1

I have a pandas dataframe that has reviews in it an I want to search for a specific word in all of the columns.

df["Summary"].str.lower().str.contains("great", na=False)

This gives the outcome as true or false, but I want to create a new column with 1 or 0 written in the corresponding rows.

For example if the review has 'great' in it it should give as 1, not 2. I tried this:

if df["Summary"].str.lower().str.contains("great", na=False) == True:
    df["Great"] = '1'
else:
    df["Great"] = '0'

It gives this error: The truth value of a Series is ambiguous. Use a.empty, a.bool(), a.item(), a.any() or a.all(). How can I solve this?

cs95
  • 379,657
  • 97
  • 704
  • 746
fawkemvegas
  • 13
  • 1
  • 5
  • Try [`np.where`](https://docs.scipy.org/doc/numpy/reference/generated/numpy.where.html). `df["Great"] = np.where(df["Summary"].str.lower().contains("great", na=False), '1', '0')` – 0x5453 May 17 '19 at 18:49

3 Answers3

2

Since True/False corresponds to 1/0, all you need is an astype conversion from bool to int:

df['Great'] = df["Summary"].str.contains("great", case=False, na=False).astype(int)

Also note I've removed the str.lower call and added case=False as an argument to str.contains for a case insensitive comparison.


Another solution would be to lowercase and then disable the regex matching for better performance.

df['Great'] = (df["Summary"].str.lower()
                            .str.contains("great", regex=False, na=False)
                            .astype(int))

Finally, you can also use a list comprehension:

df['Great'] = [1 if 'great' in s.lower() else 0 for s in df['Summary']]

If you need to handle numeric data as well, use

df['Great'] = [
    1 if isinstance(s, str) and 'great' in s.lower() else 0 
    for s in df['Summary']
]

I've detailed the advantages of list comprehensions for object data ad nauseam in this post of mine: For loops with pandas - When should I care?

cs95
  • 379,657
  • 97
  • 704
  • 746
2

Your condition df["Summary"].str.lower().str.contains("great", na=False)
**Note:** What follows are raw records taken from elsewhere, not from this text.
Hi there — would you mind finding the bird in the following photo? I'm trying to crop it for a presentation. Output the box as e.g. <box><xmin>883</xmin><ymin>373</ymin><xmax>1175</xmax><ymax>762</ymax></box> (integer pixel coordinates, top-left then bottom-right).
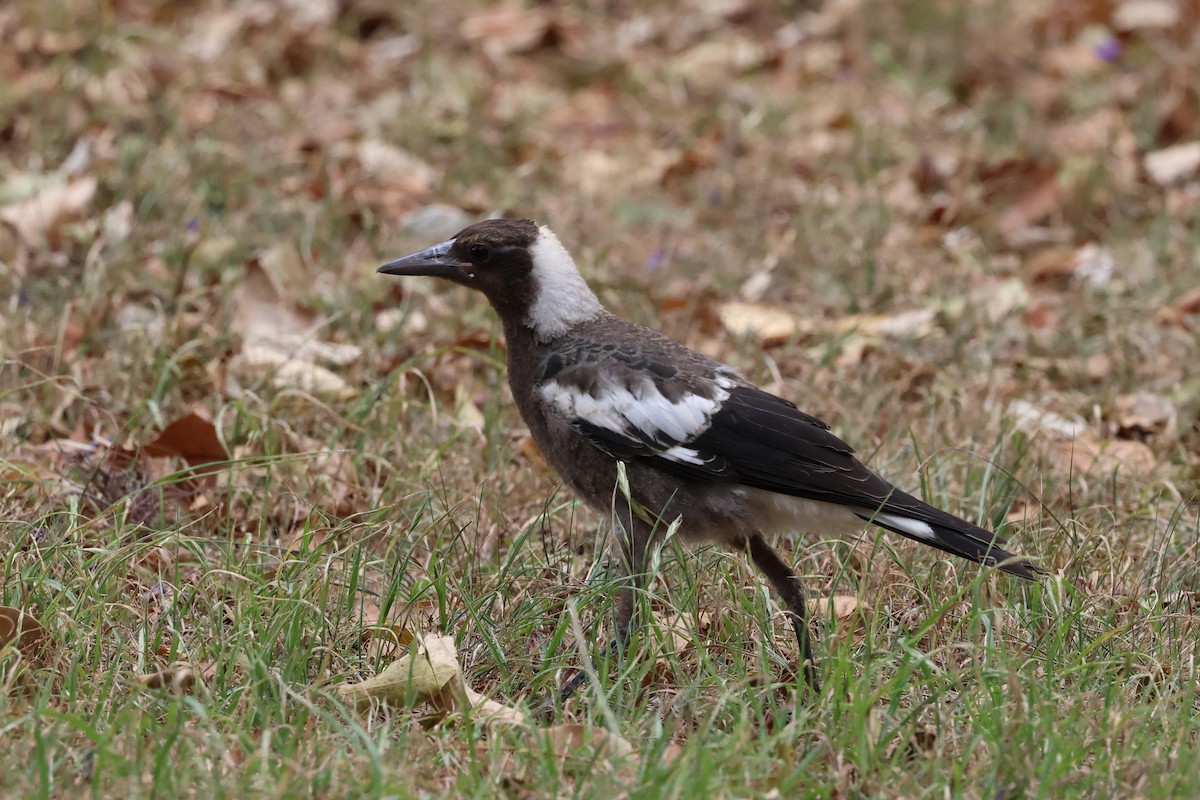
<box><xmin>378</xmin><ymin>218</ymin><xmax>1044</xmax><ymax>698</ymax></box>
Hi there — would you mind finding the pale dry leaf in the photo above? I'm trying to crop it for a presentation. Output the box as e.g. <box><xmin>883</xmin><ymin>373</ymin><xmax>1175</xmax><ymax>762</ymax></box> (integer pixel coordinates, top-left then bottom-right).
<box><xmin>337</xmin><ymin>634</ymin><xmax>460</xmax><ymax>710</ymax></box>
<box><xmin>716</xmin><ymin>301</ymin><xmax>811</xmax><ymax>347</ymax></box>
<box><xmin>0</xmin><ymin>606</ymin><xmax>47</xmax><ymax>656</ymax></box>
<box><xmin>233</xmin><ymin>259</ymin><xmax>318</xmax><ymax>345</ymax></box>
<box><xmin>137</xmin><ymin>661</ymin><xmax>211</xmax><ymax>693</ymax></box>
<box><xmin>229</xmin><ymin>345</ymin><xmax>359</xmax><ymax>399</ymax></box>
<box><xmin>182</xmin><ymin>8</ymin><xmax>246</xmax><ymax>61</ymax></box>
<box><xmin>1142</xmin><ymin>142</ymin><xmax>1200</xmax><ymax>186</ymax></box>
<box><xmin>1074</xmin><ymin>242</ymin><xmax>1117</xmax><ymax>289</ymax></box>
<box><xmin>1112</xmin><ymin>0</ymin><xmax>1180</xmax><ymax>32</ymax></box>
<box><xmin>666</xmin><ymin>36</ymin><xmax>770</xmax><ymax>88</ymax></box>
<box><xmin>101</xmin><ymin>200</ymin><xmax>133</xmax><ymax>245</ymax></box>
<box><xmin>233</xmin><ymin>260</ymin><xmax>362</xmax><ymax>397</ymax></box>
<box><xmin>0</xmin><ymin>175</ymin><xmax>100</xmax><ymax>247</ymax></box>
<box><xmin>827</xmin><ymin>308</ymin><xmax>937</xmax><ymax>339</ymax></box>
<box><xmin>1051</xmin><ymin>435</ymin><xmax>1158</xmax><ymax>477</ymax></box>
<box><xmin>541</xmin><ymin>723</ymin><xmax>634</xmax><ymax>759</ymax></box>
<box><xmin>454</xmin><ymin>384</ymin><xmax>486</xmax><ymax>435</ymax></box>
<box><xmin>143</xmin><ymin>413</ymin><xmax>229</xmax><ymax>467</ymax></box>
<box><xmin>1114</xmin><ymin>391</ymin><xmax>1178</xmax><ymax>437</ymax></box>
<box><xmin>458</xmin><ymin>5</ymin><xmax>553</xmax><ymax>56</ymax></box>
<box><xmin>338</xmin><ymin>633</ymin><xmax>524</xmax><ymax>724</ymax></box>
<box><xmin>1008</xmin><ymin>399</ymin><xmax>1088</xmax><ymax>439</ymax></box>
<box><xmin>355</xmin><ymin>139</ymin><xmax>438</xmax><ymax>194</ymax></box>
<box><xmin>809</xmin><ymin>595</ymin><xmax>870</xmax><ymax>620</ymax></box>
<box><xmin>1154</xmin><ymin>287</ymin><xmax>1200</xmax><ymax>326</ymax></box>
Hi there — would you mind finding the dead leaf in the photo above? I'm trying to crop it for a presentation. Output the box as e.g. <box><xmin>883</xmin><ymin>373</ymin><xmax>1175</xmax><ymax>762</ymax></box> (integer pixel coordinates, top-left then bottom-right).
<box><xmin>809</xmin><ymin>595</ymin><xmax>870</xmax><ymax>620</ymax></box>
<box><xmin>0</xmin><ymin>606</ymin><xmax>47</xmax><ymax>656</ymax></box>
<box><xmin>355</xmin><ymin>139</ymin><xmax>439</xmax><ymax>194</ymax></box>
<box><xmin>143</xmin><ymin>413</ymin><xmax>229</xmax><ymax>467</ymax></box>
<box><xmin>1008</xmin><ymin>399</ymin><xmax>1088</xmax><ymax>439</ymax></box>
<box><xmin>458</xmin><ymin>6</ymin><xmax>553</xmax><ymax>56</ymax></box>
<box><xmin>1142</xmin><ymin>142</ymin><xmax>1200</xmax><ymax>186</ymax></box>
<box><xmin>824</xmin><ymin>308</ymin><xmax>937</xmax><ymax>339</ymax></box>
<box><xmin>1051</xmin><ymin>435</ymin><xmax>1158</xmax><ymax>477</ymax></box>
<box><xmin>542</xmin><ymin>723</ymin><xmax>634</xmax><ymax>760</ymax></box>
<box><xmin>338</xmin><ymin>633</ymin><xmax>526</xmax><ymax>724</ymax></box>
<box><xmin>998</xmin><ymin>174</ymin><xmax>1062</xmax><ymax>240</ymax></box>
<box><xmin>1154</xmin><ymin>287</ymin><xmax>1200</xmax><ymax>327</ymax></box>
<box><xmin>230</xmin><ymin>260</ymin><xmax>362</xmax><ymax>398</ymax></box>
<box><xmin>1114</xmin><ymin>391</ymin><xmax>1177</xmax><ymax>439</ymax></box>
<box><xmin>137</xmin><ymin>661</ymin><xmax>211</xmax><ymax>693</ymax></box>
<box><xmin>1112</xmin><ymin>0</ymin><xmax>1180</xmax><ymax>32</ymax></box>
<box><xmin>229</xmin><ymin>345</ymin><xmax>359</xmax><ymax>399</ymax></box>
<box><xmin>716</xmin><ymin>301</ymin><xmax>811</xmax><ymax>348</ymax></box>
<box><xmin>0</xmin><ymin>175</ymin><xmax>100</xmax><ymax>247</ymax></box>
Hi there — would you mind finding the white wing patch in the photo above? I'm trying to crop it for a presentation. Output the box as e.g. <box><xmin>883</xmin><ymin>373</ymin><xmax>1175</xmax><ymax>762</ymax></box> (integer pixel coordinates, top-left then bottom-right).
<box><xmin>871</xmin><ymin>513</ymin><xmax>937</xmax><ymax>542</ymax></box>
<box><xmin>541</xmin><ymin>368</ymin><xmax>731</xmax><ymax>465</ymax></box>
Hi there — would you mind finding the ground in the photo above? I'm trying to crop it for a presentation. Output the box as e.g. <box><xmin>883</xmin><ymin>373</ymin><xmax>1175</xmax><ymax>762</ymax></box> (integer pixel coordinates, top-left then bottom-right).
<box><xmin>0</xmin><ymin>0</ymin><xmax>1200</xmax><ymax>798</ymax></box>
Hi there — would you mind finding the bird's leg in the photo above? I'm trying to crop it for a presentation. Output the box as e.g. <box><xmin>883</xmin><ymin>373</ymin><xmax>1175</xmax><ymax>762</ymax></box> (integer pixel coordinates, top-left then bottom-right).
<box><xmin>746</xmin><ymin>535</ymin><xmax>821</xmax><ymax>694</ymax></box>
<box><xmin>558</xmin><ymin>504</ymin><xmax>654</xmax><ymax>702</ymax></box>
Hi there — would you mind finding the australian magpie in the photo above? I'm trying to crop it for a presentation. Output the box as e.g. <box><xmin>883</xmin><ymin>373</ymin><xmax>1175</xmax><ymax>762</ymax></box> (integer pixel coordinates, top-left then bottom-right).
<box><xmin>379</xmin><ymin>219</ymin><xmax>1042</xmax><ymax>694</ymax></box>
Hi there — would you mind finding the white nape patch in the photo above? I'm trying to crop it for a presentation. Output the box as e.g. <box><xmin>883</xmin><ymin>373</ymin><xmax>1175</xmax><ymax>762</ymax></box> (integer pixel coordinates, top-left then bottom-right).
<box><xmin>526</xmin><ymin>225</ymin><xmax>604</xmax><ymax>342</ymax></box>
<box><xmin>870</xmin><ymin>513</ymin><xmax>937</xmax><ymax>542</ymax></box>
<box><xmin>541</xmin><ymin>375</ymin><xmax>730</xmax><ymax>455</ymax></box>
<box><xmin>661</xmin><ymin>445</ymin><xmax>713</xmax><ymax>467</ymax></box>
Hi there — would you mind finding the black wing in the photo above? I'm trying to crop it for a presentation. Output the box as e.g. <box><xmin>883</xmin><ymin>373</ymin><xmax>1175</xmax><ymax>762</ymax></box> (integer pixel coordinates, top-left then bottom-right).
<box><xmin>542</xmin><ymin>351</ymin><xmax>1040</xmax><ymax>578</ymax></box>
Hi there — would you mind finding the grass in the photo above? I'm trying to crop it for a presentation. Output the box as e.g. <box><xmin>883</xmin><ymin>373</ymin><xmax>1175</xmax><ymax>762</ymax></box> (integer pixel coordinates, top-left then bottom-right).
<box><xmin>0</xmin><ymin>0</ymin><xmax>1200</xmax><ymax>798</ymax></box>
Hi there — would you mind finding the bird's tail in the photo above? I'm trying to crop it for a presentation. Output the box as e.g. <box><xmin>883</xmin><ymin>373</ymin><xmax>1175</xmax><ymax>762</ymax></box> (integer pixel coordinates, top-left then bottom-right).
<box><xmin>856</xmin><ymin>492</ymin><xmax>1046</xmax><ymax>581</ymax></box>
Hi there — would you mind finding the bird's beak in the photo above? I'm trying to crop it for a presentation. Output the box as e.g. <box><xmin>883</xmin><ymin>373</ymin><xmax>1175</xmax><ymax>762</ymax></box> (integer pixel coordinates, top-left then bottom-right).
<box><xmin>378</xmin><ymin>239</ymin><xmax>470</xmax><ymax>278</ymax></box>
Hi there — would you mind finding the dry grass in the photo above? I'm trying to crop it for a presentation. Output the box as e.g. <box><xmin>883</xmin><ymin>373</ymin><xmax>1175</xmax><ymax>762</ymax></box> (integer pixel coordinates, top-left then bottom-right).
<box><xmin>0</xmin><ymin>0</ymin><xmax>1200</xmax><ymax>798</ymax></box>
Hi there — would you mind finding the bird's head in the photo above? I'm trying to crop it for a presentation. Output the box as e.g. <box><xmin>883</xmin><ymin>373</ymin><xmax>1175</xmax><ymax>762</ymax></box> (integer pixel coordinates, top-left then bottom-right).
<box><xmin>379</xmin><ymin>219</ymin><xmax>602</xmax><ymax>341</ymax></box>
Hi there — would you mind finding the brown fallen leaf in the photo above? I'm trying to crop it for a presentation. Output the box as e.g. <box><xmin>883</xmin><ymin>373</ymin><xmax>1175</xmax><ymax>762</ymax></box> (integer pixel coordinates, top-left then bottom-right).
<box><xmin>1141</xmin><ymin>142</ymin><xmax>1200</xmax><ymax>186</ymax></box>
<box><xmin>541</xmin><ymin>723</ymin><xmax>634</xmax><ymax>760</ymax></box>
<box><xmin>0</xmin><ymin>606</ymin><xmax>47</xmax><ymax>656</ymax></box>
<box><xmin>338</xmin><ymin>633</ymin><xmax>526</xmax><ymax>724</ymax></box>
<box><xmin>0</xmin><ymin>175</ymin><xmax>100</xmax><ymax>247</ymax></box>
<box><xmin>1154</xmin><ymin>287</ymin><xmax>1200</xmax><ymax>327</ymax></box>
<box><xmin>716</xmin><ymin>301</ymin><xmax>811</xmax><ymax>348</ymax></box>
<box><xmin>1112</xmin><ymin>391</ymin><xmax>1177</xmax><ymax>439</ymax></box>
<box><xmin>809</xmin><ymin>595</ymin><xmax>870</xmax><ymax>620</ymax></box>
<box><xmin>137</xmin><ymin>661</ymin><xmax>204</xmax><ymax>693</ymax></box>
<box><xmin>1051</xmin><ymin>435</ymin><xmax>1158</xmax><ymax>477</ymax></box>
<box><xmin>143</xmin><ymin>413</ymin><xmax>229</xmax><ymax>467</ymax></box>
<box><xmin>458</xmin><ymin>5</ymin><xmax>553</xmax><ymax>56</ymax></box>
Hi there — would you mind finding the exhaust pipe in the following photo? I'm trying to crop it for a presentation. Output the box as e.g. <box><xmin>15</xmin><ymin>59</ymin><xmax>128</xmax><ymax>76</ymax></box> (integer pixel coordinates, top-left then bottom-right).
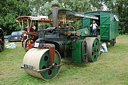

Will return a series of True or False values. It won't be equal to "True" because a series is not a python boolean. Instead you can do this to achieve what you want

df['Great'] = df['Summary'].apply(lambda x: 'great' in x.lower())
NBWL
  • 141
  • 6
  • `apply` has limited use cases and should be avoided when there are better (read: vectorized/inbuilt) alternatives. You can read more [here](https://stackoverflow.com/questions/54432583/when-should-i-ever-want-to-use-pandas-apply-in-my-code). – cs95 May 17 '19 at 19:04
  • 1
    thanks for this, I'm going to start using .str accessor over apply now – NBWL May 17 '19 at 19:09
  • Happy coding :)) – cs95 May 17 '19 at 19:10
0

A possible solution using numpy

import numpy as np
df["Great"] = np.where(df["Summary"].str.lower().contains("great", na=False), '1', '0')

Check the documentation here.

Nazim Kerimbekov
  • 4,712
  • 8
  • 34
  • 58
David Sidarous
  • 1,202
  • 1
  • 10
  • 25